Van den Elsen weerde zich krachtig tegen dit “rooverswerk” en riep de boeren op om simpelweg geen graan meer in te zaaien. “Die gezamenlijke noodkreet zal ruischen en suizen als een hagelslag, die alles verplettert en zal den Minister in de Ooren tuiten,” schreef hij. Er werden massale protestbijeenkomsten georganiseerd, waarop in totaal zo’n 25.000 Brabantse boeren verschenen - een ongekende actie. De minister van Landbouw moest een compromis sluiten: de graanprijzen werden verhoogd, en de Boerenbond nam zijn oproep tot staking terug.
Kritiek
Dat de felle redeneerstijl van Van den Elsen hem ook problemen kon opleveren, merkte hij toen hij in 1915 in een artikel met de titel “Het einde van den oorlog” beargumenteerde dat God niets deed tegen de gruwelen van de Eerste Wereldoorlog, omdat de mens zijn lesje anders niet zou leren. Hij sloot zijn stuk af met een citaat van een bekende van hem, die het volgende betoogde: “De Belgen zijn tegen alle recht van hunne onafhankelijkheid beroofd en ik hoop, dat ze die eens zullen terugkrijgen, maar ze moeten eerst nog tien jaren onder de Duitsers zitten, dan is er kans, dat ze nette, fatsoenlijke, katholieke menschen worden en dan zal de oorlog voor hen een groote zegen zijn.”

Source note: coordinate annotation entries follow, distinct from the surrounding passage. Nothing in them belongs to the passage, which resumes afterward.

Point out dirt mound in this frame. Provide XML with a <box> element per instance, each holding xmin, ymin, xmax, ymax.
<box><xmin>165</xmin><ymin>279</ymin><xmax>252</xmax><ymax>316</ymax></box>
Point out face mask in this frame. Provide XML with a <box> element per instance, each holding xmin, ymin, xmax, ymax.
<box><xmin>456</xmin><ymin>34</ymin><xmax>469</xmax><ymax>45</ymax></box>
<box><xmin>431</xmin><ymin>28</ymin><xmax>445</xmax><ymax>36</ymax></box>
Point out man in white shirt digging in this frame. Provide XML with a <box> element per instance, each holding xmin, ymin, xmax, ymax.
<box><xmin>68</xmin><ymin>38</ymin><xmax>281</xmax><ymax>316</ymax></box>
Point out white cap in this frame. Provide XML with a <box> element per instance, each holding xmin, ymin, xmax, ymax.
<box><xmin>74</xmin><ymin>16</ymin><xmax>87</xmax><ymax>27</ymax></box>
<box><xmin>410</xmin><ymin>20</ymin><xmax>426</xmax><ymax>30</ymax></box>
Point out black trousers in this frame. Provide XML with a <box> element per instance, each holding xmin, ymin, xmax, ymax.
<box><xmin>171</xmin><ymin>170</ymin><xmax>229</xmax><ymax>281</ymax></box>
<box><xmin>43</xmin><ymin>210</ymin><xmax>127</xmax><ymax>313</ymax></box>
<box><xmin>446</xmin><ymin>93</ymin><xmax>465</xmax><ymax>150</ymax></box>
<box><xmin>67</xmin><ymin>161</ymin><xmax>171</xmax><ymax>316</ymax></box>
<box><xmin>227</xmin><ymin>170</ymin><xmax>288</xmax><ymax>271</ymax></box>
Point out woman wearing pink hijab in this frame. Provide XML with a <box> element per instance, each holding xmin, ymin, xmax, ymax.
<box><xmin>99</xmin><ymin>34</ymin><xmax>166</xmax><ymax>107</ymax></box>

Het artikel verkreeg grote bekendheid. Vooral naar Nederland gevluchte Belgen waren geschokt, maar het wekte ook in dagbladen als De Telegraaf en zelfs de Londense Times grote beroering. Van den Elsen verdedigde zich door te zeggen dat zijn argumenten verkeerd waren geïnterpreteerd, maar hij bleef streng: “[uit het artikel] volgt niet, dat wij den oorlog wenschen. Wij bidden voor den vrede, maar als deze niet komt, richten wij geen verwijten tot de Goddelijke voorzienigheid.”
Laatste jaren
Het vele werk tijdens de laatste jaren van de Eerste Wereldoorlog vergde veel van de krachten van de pater. Hij verzwakte zowel fysiek als psychisch en had volgens zijn dagboek last van oververmoeidheid en overspanning. Mede daarom legde hij in 1918 het hoofdredacteurschap van het Weekblad neer. Vlak na de viering van het zilveren jubileum van de Boerenbond in 1921 trad hij ook af als geestelijk adviseur van de organisatie. Zijn lichamelijke gesteldheid liep achteruit, al vlamde zijn strijdbare aard geregeld weer op. Hij keerde zich in deze laatste jaren met name tegen het materialisme waaraan de boerenstand in zijn ogen ten prooi was gevallen. Op 20 april 1925 stierf hij in de Abdij te Heeswijk.
Nagedachtenis
Toen er in 1926 een kerk werd geopend in een nieuw ontginningsdorp in de Peel bij Gemert, stelde de Gemertse pastoor Poell voor om het dorp rond deze kerk ter nagedachtenis aan Gerlacus van den Elsen naar hem te vernoemen. In de praktijk bleek ‘Van den Elsendorp’ echter te lang, en werd het ‘Elsendorp’. In en rond het geboortehuis van Van den Elsen in Gemert opende in 1990 het zogenaamde Boerenbondsmuseum, dat het leven van de Brabantse zandboer rond 1900 opnieuw tot leven wekt en herinnert aan het werk van de pater.
Twee jaar na het overlijden van Van den Elsen besloten de Brabantse boeren hun voorman te bedanken met een gift, die het mogelijk maakte de kerk van de abdij van Berne te vergroten. Als letterlijke hoeksteen van de kerk werd een vier meter hoog beeld van de pater ingemetseld. Dit beeld is waarschijnlijk de meest kenschetsende herinnering aan hem: het is net zo ongepolijst en onverzettelijk als de “boerenapostel” zelf.